QUESTION: My question is about a verse in the book of Luke. Luke 18: says: “And one of the rulers questioned him, saying: ‘Good Teacher, what must I do to inherit everlasting life?’ Jesus said to him: ‘Why do you call me good? Nobody is good except one, God.’”
I’m a little confused? Clearly, Jesus made a distinction between himself and Jehovah about being good, but surely Jesus is good as well. So what does that distinction mean? Can you help me to better understand this scripture.
ANSWER: Good question. The way to understand why Jesus did not except the accolade of being good is to look at how various tenses of the word “good”, as well as various other qualities, are used in the Bible in relation to God and everyone else.
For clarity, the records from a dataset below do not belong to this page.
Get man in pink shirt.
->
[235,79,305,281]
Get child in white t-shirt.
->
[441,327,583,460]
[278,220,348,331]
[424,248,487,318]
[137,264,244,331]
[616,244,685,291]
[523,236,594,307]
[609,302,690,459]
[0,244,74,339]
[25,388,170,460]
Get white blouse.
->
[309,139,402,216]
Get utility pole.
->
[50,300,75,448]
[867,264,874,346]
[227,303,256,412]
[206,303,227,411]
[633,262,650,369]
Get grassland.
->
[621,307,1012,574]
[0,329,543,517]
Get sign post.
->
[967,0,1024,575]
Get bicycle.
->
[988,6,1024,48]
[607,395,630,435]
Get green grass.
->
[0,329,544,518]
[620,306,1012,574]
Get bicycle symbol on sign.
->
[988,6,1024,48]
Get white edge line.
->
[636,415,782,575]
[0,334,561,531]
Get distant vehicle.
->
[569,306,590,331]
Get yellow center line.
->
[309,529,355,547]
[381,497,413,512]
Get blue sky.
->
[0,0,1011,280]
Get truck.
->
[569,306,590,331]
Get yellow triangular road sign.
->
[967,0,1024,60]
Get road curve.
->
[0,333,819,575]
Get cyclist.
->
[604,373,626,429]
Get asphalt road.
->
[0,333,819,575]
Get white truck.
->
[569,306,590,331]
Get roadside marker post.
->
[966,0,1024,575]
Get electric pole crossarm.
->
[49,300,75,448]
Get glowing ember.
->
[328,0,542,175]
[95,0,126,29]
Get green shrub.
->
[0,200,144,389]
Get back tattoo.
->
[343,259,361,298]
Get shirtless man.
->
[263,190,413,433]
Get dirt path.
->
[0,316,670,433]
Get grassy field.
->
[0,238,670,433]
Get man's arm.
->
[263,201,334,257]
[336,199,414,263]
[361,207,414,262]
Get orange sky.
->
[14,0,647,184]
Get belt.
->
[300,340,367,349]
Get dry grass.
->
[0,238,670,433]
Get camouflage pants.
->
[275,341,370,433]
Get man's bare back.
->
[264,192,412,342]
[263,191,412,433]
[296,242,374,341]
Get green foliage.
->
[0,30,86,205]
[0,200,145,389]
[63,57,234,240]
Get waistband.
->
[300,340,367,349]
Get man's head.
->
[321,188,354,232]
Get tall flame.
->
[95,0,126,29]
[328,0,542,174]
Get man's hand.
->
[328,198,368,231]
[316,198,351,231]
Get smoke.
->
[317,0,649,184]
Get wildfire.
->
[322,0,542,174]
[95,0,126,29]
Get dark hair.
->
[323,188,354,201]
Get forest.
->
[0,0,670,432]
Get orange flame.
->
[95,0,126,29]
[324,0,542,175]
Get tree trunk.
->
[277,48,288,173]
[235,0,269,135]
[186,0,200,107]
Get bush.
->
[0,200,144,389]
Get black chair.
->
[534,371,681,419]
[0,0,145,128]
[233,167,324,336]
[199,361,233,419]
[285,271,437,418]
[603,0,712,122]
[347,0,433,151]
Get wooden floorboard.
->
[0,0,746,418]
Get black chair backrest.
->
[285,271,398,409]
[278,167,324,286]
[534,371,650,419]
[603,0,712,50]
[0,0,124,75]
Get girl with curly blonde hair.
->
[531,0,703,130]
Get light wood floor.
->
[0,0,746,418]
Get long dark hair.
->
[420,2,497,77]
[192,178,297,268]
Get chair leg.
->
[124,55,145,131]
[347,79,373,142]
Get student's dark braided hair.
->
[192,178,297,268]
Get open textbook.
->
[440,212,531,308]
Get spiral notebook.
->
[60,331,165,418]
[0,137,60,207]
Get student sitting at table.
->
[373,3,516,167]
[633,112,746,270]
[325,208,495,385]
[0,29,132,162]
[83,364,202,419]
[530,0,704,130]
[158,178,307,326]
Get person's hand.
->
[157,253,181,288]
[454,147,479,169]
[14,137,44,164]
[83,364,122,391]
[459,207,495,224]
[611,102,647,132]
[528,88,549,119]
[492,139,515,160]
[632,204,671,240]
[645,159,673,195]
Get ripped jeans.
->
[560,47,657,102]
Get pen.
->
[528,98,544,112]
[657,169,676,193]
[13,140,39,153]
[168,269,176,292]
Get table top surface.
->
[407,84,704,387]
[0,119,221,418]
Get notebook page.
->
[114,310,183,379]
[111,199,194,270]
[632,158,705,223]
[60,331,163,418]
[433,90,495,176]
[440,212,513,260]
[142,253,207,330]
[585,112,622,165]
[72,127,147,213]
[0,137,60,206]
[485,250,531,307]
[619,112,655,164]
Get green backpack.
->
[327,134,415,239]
We might tend to think in terms of antonyms – words having the opposite meaning – such as good and bad. But in Scripture there is a more subtle distinction. What is that? There is a difference between being good and doing good. And it is in that sense we are to understand Jesus’ words.
To illustrate the point, at Acts 10:38 Peter said that Jesus was anointed by the holy spirit “and he went through the land doing good and healing all those oppressed by the Devil, because God was with him.”
What motivated Jesus, the carpenter’s son, to go through the land “doing good”? God was with him. That being the case, Jesus was merely reflecting and extending God’s goodness. And isn’t that what Jesus said over and over again, that he came to do his father’s will and to reveal the character of his Father?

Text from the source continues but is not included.